November 2013 Article – Mexico’s Fiscal Reform

Posted on Posted in Monthly Article

Mexico is in a pickle. How can it collect more taxes to boost the revenues it needs to improve factors such as education and infrastructure without privatizing its state-owned oil company, PEMEX, and/or destroying economic sectors that are contributing to the country’s development? At present, the country collects approximately 10.6 percent of its Gross Domestic Product in taxes. This ranks it at the bottom of members of the Organization for Economic Cooperation and Development, and alongside countries that are nowhere near its stage of development. This is why PEMEX has become a golden goose in terms of generating badly needed revenues for the nation. To increase tax collection, Mexican President Enrique Peña Nieto has ambitiously launched his overarching fiscal reform which addresses everything from sin taxes on sodas, snacks, and pet food to how the country’s maquiladora (twin plant) industry is taxed.

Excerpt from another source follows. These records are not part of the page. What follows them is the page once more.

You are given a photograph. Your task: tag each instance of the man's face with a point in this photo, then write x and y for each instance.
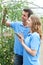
(24, 16)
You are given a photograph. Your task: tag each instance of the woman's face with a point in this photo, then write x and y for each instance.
(29, 22)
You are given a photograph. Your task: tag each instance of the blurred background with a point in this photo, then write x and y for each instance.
(14, 11)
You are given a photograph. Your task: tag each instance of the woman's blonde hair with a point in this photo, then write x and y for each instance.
(36, 25)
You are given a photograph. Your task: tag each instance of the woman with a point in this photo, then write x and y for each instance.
(31, 43)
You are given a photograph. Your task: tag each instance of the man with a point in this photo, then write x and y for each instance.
(19, 27)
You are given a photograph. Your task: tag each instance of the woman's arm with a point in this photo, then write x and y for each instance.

Peña Nieto’s tax reform was recently approved by the Mexican Senate, after approval by the Mexican House. However, parts of this major legislation still have to be defined. What is known at this point is that at least two major economic sectors on the border, the maquiladora (maquilas) industry and the retail commerce trade will see major changes.

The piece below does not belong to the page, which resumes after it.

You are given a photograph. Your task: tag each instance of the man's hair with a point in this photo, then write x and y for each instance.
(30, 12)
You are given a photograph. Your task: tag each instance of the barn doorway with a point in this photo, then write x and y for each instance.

Apart from PEMEX, Mexico’s other golden goose for bringing in foreign revenues and investment is the maquiladora industry, long dominated by foreign companies establishing production plants in this country to remain competitive in the world market. Maquilas account for billions of exports from Mexico to the world and they are responsible for billions of dollars’ worth of investment and hundreds of thousands of jobs that Mexicans currently occupy in this production sector. However, many people associated with the maquila industry are arguing that the fiscal reform could serve to kill this other golden goose.

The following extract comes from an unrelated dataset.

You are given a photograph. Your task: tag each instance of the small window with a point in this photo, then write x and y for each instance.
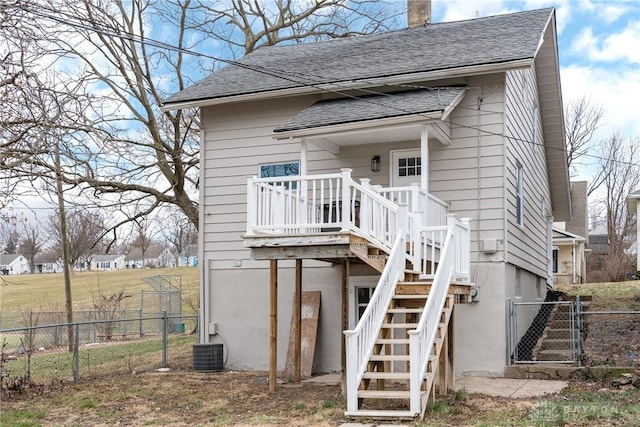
(281, 169)
(519, 195)
(363, 297)
(410, 166)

Up until the current fiscal reform, Mexico’s interior was subject to a value-added tax (IVA) on merchandise of 16 percent, while the border region’s IVA was 11 percent in order to encourage Mexican border residents to shop in Mexican stores rather than crossing over to U.S. cities where the sales tax is generally less. The reform increases the border IVA to 16 percent, equal to that of the interior.

Maquilas, were previously not subject to IVA on the import of the components and supplies that are used in the production process to make finished products. This is a cornerstone of the maquila industry that has made foreign investment in this sector so proliferate. Under the new tax reform, the exemption would be lifted, but maquilas would get a refund on this tax. However, the details on this refund are still uncertain and the lifting of this exemption will not begin until January 2015. Many maquila owners are extremely concerned about what the imposition of the IVA on their imports will do to their cash flow and their ability to remain competitive against other regions of the world. The fiscal reform also raises the corporate tax paid by maquilas from 17.5 percent to more than 30 percent. This part of the plan also needs to be defined.

On the retail side of the equation, raising the IVA by 5 percent could cause more Mexican shoppers to flock to the U.S. side of the border to purchase their goods. If a Mexican family spends $300 on groceries and supplies, a 16 percent IVA would result in a $48 tax. If this family shops in a place such as El Paso, an 8.25 percent tax would result in only $24.75 in taxes on the same purchase. Other border communities such as Santa Teresa (6.375 percent) have an even lower sales tax. The differences in taxes could make a trip to the U.S. side of the border worth the gas and time and could put revenues in U.S. merchants’ pockets.

As the details of the fiscal reform are put in place, many people are wondering how Mexico’s competitiveness will be affected by the changes in the way maquilas are taxed and whether Mexico’s border retail sector will see a decline. As a small business owner, I can’t imagine my corporate taxes being nearly doubled or my cash flow being interrupted, even if I have a couple of years to prepare for this change. It would seem that the Mexican federal government would take every precaution possible to ensure that Mexico’s economic growth is not hindered by the fiscal reform and that any tax changes would be gradually phased in over an acceptable period of time.

However, it seems like President Peña Nieto, who has been in office less than a year and is still on his political honeymoon, sees a window of opportunity to effect changes that might be harder to address as his time in office grows longer. U.S. border communities could benefit from increased patronage from Mexican shoppers due to the changes. But dealing with an avalanche of new taxes could hurt the competitiveness of maquilas and some may opt to locate their production elsewhere. U.S. firms that are located in the border region supplying the billions of dollars of production inputs for the maquilas could also be negatively impacted.